J’allais sur mes treize ans quand j’ai vu un mort pour la première fois. Parfois, il me semble que ce n’est pas si lointain. Surtout les nuits où je me réveille de ce rêve où la grêle tombe dans ses yeux ouverts. Été 1962, quatre adolescents un peu fous s’élancent le long de la voie ferrée, à la recherche d’aventure, de frisson… de danger ?

Le Corps : Rite initiatique

Cet avis sera sûrement plus court qu’à l’accoutumé, puisque je vais parler d’une nouvelle et non d’un roman. Pourtant, il y en aurait des choses à dire sur cette histoire, mais je préfère ne pas trop le faire, histoire que vous gardiez un peu de surprise avec Le Corps.
Je préfère tout de même vous mettre en garde.
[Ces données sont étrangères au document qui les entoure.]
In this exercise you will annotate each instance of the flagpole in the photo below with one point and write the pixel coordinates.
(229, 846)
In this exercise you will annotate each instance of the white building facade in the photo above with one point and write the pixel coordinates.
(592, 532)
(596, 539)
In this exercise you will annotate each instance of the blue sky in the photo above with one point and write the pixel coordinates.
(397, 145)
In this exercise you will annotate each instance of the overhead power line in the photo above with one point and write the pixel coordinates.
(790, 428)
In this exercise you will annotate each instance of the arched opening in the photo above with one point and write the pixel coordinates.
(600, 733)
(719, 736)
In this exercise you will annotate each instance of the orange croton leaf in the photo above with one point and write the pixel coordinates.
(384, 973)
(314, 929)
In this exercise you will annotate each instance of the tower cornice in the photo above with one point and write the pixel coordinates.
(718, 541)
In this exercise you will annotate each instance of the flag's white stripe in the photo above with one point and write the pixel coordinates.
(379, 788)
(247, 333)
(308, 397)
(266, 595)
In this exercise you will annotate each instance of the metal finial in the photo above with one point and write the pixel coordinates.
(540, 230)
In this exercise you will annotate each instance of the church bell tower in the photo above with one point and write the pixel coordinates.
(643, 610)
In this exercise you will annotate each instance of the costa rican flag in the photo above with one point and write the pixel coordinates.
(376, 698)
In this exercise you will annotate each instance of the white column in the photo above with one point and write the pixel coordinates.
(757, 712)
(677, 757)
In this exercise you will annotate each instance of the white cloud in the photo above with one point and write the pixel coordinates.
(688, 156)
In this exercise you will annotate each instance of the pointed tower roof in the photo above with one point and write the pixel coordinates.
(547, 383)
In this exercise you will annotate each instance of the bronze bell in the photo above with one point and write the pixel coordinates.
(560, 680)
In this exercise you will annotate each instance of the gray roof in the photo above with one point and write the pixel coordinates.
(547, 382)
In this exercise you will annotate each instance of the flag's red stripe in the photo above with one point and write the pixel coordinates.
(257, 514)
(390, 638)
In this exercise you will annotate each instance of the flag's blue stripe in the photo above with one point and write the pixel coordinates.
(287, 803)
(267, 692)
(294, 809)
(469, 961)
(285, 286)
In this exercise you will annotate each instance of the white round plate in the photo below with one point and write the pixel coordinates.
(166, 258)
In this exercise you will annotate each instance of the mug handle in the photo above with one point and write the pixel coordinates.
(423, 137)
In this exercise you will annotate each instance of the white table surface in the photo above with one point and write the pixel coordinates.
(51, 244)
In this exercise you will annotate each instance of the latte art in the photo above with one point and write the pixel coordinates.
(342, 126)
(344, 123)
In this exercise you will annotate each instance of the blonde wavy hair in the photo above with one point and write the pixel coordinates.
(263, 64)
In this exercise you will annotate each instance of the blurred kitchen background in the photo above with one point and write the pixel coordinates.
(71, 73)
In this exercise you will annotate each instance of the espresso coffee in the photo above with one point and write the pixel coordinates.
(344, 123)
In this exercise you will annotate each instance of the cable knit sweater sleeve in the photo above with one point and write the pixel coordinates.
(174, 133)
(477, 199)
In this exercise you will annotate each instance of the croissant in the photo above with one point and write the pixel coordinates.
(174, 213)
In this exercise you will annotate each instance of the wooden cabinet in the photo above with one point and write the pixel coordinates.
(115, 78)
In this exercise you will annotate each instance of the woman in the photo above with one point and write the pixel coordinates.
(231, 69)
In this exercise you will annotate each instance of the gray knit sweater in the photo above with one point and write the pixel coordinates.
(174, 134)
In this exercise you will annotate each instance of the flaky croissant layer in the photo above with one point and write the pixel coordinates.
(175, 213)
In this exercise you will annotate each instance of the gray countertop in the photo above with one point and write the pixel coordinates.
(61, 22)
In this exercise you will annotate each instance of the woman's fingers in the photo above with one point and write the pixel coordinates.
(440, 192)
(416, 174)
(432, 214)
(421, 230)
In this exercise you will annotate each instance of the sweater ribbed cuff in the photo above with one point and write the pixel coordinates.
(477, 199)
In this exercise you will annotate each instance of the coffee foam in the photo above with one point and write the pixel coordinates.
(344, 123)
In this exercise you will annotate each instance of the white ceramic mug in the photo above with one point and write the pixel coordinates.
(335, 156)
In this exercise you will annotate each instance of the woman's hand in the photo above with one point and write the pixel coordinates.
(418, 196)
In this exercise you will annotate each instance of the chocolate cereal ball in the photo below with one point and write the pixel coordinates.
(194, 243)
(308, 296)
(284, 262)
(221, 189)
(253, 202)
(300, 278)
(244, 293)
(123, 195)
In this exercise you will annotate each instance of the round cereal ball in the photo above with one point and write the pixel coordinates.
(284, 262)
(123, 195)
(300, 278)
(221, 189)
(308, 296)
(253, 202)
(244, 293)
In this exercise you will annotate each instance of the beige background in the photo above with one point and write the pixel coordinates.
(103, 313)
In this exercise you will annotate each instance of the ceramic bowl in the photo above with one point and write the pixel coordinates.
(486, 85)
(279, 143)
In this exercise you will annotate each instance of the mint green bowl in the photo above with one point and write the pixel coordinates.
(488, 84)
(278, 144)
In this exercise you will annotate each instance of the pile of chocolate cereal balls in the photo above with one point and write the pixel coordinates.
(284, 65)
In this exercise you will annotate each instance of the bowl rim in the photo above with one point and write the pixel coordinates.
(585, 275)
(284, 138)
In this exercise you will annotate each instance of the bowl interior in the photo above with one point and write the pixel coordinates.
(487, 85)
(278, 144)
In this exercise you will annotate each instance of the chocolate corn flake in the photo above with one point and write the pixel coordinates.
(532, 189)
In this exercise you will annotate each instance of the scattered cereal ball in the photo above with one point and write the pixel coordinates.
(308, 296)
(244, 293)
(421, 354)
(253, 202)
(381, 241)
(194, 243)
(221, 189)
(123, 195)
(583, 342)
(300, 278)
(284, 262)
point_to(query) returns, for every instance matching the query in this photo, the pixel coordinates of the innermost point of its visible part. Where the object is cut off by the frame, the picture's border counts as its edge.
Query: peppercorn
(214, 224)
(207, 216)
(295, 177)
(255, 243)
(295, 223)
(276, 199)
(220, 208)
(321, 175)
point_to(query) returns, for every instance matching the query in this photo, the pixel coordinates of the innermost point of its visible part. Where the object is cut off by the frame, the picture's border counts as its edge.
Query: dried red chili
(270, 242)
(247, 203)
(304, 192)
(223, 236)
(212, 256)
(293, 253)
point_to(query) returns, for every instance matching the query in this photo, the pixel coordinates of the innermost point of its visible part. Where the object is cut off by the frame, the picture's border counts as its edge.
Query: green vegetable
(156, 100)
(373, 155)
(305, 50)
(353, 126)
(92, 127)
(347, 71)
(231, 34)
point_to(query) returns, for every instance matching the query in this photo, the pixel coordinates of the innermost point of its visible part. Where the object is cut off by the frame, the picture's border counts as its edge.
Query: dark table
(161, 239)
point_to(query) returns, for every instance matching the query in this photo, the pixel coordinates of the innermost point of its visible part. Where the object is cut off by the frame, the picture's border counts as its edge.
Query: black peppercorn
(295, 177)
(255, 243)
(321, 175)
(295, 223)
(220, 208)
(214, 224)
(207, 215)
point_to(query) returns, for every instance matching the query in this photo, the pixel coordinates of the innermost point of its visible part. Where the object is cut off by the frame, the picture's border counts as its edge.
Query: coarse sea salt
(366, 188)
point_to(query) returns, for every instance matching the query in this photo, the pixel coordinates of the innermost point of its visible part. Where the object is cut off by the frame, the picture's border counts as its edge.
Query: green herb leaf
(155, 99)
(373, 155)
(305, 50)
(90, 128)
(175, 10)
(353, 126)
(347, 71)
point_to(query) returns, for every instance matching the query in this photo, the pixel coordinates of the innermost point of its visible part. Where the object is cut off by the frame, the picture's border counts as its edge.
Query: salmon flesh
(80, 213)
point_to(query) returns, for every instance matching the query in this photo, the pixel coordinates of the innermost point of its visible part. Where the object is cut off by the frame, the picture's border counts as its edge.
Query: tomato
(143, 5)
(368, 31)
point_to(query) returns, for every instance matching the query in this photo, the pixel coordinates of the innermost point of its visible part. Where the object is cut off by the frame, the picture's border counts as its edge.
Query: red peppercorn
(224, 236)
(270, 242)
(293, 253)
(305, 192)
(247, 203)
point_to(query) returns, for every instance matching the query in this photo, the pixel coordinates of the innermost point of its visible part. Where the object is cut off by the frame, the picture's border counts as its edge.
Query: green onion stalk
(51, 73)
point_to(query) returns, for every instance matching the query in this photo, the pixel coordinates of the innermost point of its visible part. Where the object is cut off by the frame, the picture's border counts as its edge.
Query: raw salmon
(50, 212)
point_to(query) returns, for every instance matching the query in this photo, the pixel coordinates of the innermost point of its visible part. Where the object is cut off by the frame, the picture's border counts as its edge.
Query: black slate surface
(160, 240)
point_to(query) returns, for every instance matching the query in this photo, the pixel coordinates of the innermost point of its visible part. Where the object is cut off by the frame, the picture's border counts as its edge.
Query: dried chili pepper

Cette lecture pourra vous déstabiliser, vous faire penser que celle-ci est mauvaise, inutile, lourde et j’en passe, mais il n’en est rien. Le Corps est le genre d’histoire qui ne plaît pas à tout le monde et qui ne pourra parler aux amateurs de Stephen King, car il parle de lui ici, mais je reviendrai dessus dans quelques instants.
Le Corps est une histoire assez simple qui se passe dans le Maine, dans les années 60, sur seulement quelques jours. Cette histoire est racontée par Gordie LaChance, lorsque celui-ci est adulte. Il nous embarque alors dans ses souvenirs d’enfance et plus particulièrement ceux de l’été 62, lorsqu’il partit à la recherche du corps d’un enfant disparu avec trois de ses amis.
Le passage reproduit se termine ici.